My best guess is you don't use or test your own product. Because every dev would come up to the same conclusions. Going back to Windows analogy, it's like searching for something in Outlook. It's basic stuff, and doesn't work, because nobody on your team thought about it.
What V4 urgently needs:
- Remove default styling values. Stop injecting default padding, colors, and preset styles everywhere. IT’S BAD UX. Or at least provide a global toggle to disable them entirely.
- Allow saving defaults for atomic widgets V3 already had this functionality. With a class-first system, this should be even easier to implement.
- Improve panel UX Add an option for accordion-style collapsing in the Style tab. If I open Typography and had Background tab open, Background should close automatically.
- Add missing production-critical widgets. Components cannot replace everything. Accordions, Carousels, Galleries, and WooCommerce-related functionality are still missing.
- Remove limits for classes and components.
- Add proper Custom CSS support
- Improve text formatting capabilities. Paragraph widgets should support: unordered lists, ordered lists, and better HTML formatting overall.
- Restore proper HTML flexibility. Either add a V4 HTML widget or allow inline HTML support inside Paragraph and Heading widgets.
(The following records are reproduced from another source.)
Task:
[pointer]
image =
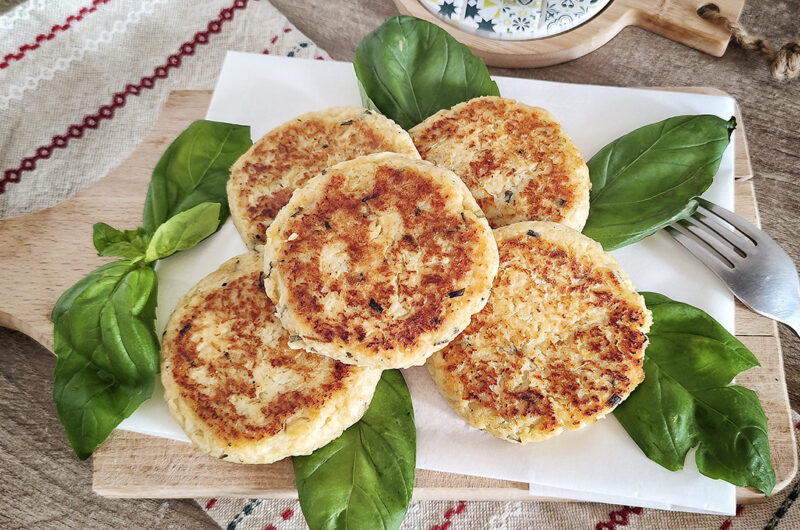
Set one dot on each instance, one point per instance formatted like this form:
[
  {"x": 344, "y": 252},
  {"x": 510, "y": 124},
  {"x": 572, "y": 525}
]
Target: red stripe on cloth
[
  {"x": 118, "y": 100},
  {"x": 49, "y": 36},
  {"x": 448, "y": 515},
  {"x": 618, "y": 518}
]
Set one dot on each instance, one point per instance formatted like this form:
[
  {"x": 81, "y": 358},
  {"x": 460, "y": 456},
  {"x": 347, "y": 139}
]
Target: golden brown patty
[
  {"x": 516, "y": 160},
  {"x": 236, "y": 388},
  {"x": 379, "y": 261},
  {"x": 263, "y": 178},
  {"x": 559, "y": 344}
]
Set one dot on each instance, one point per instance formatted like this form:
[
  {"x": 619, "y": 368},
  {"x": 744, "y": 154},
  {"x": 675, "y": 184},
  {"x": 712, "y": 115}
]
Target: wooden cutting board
[
  {"x": 674, "y": 19},
  {"x": 43, "y": 253}
]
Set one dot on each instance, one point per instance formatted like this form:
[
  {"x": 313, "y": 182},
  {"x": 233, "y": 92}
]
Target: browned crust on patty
[
  {"x": 559, "y": 344},
  {"x": 227, "y": 362},
  {"x": 383, "y": 262},
  {"x": 263, "y": 179},
  {"x": 516, "y": 160}
]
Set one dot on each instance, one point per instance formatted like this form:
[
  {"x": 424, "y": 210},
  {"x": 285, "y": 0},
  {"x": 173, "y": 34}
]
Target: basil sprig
[
  {"x": 364, "y": 478},
  {"x": 686, "y": 399},
  {"x": 650, "y": 177},
  {"x": 408, "y": 69},
  {"x": 103, "y": 326}
]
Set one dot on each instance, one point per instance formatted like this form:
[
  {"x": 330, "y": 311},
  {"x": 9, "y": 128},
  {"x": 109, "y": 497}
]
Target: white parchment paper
[{"x": 597, "y": 463}]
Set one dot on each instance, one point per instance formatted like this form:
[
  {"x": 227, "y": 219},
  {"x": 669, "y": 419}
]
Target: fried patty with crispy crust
[
  {"x": 237, "y": 389},
  {"x": 516, "y": 160},
  {"x": 379, "y": 261},
  {"x": 559, "y": 344},
  {"x": 263, "y": 179}
]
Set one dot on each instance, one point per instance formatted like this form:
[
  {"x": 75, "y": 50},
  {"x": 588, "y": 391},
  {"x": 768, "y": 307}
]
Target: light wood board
[
  {"x": 45, "y": 252},
  {"x": 675, "y": 19}
]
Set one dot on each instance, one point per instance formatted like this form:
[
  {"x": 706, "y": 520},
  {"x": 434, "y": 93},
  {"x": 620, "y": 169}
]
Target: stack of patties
[
  {"x": 377, "y": 261},
  {"x": 561, "y": 341}
]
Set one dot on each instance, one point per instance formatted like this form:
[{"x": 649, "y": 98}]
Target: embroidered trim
[
  {"x": 618, "y": 518},
  {"x": 49, "y": 36},
  {"x": 118, "y": 100},
  {"x": 21, "y": 12},
  {"x": 448, "y": 516},
  {"x": 77, "y": 54}
]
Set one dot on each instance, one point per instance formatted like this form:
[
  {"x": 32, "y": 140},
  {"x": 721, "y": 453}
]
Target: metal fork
[{"x": 752, "y": 265}]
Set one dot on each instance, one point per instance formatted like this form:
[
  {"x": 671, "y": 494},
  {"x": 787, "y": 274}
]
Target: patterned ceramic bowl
[{"x": 515, "y": 19}]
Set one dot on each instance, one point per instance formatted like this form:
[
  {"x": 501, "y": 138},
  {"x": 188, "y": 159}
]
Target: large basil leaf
[
  {"x": 183, "y": 230},
  {"x": 130, "y": 244},
  {"x": 649, "y": 178},
  {"x": 364, "y": 478},
  {"x": 686, "y": 399},
  {"x": 409, "y": 68},
  {"x": 107, "y": 351},
  {"x": 194, "y": 169}
]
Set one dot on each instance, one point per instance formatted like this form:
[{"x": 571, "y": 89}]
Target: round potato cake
[
  {"x": 237, "y": 389},
  {"x": 516, "y": 160},
  {"x": 559, "y": 344},
  {"x": 263, "y": 179},
  {"x": 379, "y": 261}
]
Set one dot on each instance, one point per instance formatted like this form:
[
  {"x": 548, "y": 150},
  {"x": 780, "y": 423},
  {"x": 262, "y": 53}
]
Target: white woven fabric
[
  {"x": 81, "y": 68},
  {"x": 780, "y": 511},
  {"x": 90, "y": 57}
]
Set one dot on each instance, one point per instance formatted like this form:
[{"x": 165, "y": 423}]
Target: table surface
[{"x": 45, "y": 485}]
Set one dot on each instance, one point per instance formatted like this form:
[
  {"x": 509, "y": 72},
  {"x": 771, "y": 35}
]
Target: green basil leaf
[
  {"x": 183, "y": 230},
  {"x": 686, "y": 399},
  {"x": 194, "y": 169},
  {"x": 409, "y": 69},
  {"x": 107, "y": 350},
  {"x": 648, "y": 179},
  {"x": 130, "y": 244},
  {"x": 364, "y": 478}
]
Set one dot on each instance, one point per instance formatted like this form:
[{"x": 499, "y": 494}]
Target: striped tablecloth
[{"x": 81, "y": 82}]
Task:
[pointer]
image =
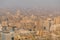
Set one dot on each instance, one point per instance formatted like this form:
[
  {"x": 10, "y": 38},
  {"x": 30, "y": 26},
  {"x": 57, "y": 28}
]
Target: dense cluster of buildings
[{"x": 24, "y": 27}]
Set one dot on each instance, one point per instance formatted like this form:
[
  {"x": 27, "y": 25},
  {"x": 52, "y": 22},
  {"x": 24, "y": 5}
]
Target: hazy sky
[{"x": 29, "y": 3}]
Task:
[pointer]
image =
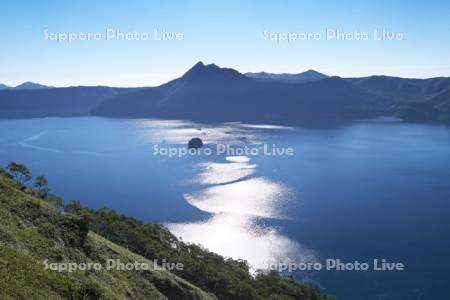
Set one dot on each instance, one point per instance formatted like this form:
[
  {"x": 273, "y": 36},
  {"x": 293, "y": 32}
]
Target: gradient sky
[{"x": 228, "y": 33}]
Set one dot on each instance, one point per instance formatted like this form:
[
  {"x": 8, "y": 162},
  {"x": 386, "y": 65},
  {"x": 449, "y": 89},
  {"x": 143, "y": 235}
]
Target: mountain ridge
[{"x": 209, "y": 93}]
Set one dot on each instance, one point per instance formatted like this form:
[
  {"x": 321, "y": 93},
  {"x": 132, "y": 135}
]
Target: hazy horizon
[{"x": 410, "y": 40}]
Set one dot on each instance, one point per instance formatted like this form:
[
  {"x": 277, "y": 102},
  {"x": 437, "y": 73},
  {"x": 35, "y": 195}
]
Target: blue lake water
[{"x": 369, "y": 190}]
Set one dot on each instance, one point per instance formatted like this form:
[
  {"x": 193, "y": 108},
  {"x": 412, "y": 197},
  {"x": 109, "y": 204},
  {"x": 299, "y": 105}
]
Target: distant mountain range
[
  {"x": 300, "y": 77},
  {"x": 209, "y": 93}
]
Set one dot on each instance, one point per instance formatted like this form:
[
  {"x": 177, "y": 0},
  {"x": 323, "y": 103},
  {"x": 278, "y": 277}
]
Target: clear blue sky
[{"x": 228, "y": 33}]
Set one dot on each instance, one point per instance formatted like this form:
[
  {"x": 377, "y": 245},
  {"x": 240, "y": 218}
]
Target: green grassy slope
[{"x": 33, "y": 229}]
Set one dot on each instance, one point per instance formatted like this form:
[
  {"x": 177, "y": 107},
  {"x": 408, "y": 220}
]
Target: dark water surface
[{"x": 369, "y": 190}]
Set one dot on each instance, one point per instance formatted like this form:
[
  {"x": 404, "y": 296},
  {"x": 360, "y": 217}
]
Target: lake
[{"x": 374, "y": 189}]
Many advanced workflows in V3 depended on this flexibility.
The frustrating part is that most of these issues become obvious after building just one medium-sized website in V4.
Honestly the biggest recommendation I can give the Elementor team: pause feature marketing for a moment and have every product designer and developer build a real client project using V4 exclusively. The amount of friction, missing functionality, inconsistent UX, and workaround hunting would become immediately obvious. Just build one medium-sized website each. The amount of times you would catch yourselves cursing and heading to ChatGPT or Claude for workarounds would be staggering.
V4 has enormous potential. The foundation is actually strong. But right now it feels unfinished, inconsistent, and prematurely labeled as production-ready.
To all the Elementor and Elementor Pro users out there. Keep in mind that Elementor Pro source code is on GNU General Public License (GPL) v3. You can do whatever you want with the source code. They can only charge you for updates and support. You can upload it to AI and remove class limits manually. I imagine you are thinking what I'm thinking. If they lose their revenue because every dev with Claude Code in 5 minutes can and will disconnect their license and remove arbitrary limits, maybe then they will work on making a new major release good for a change.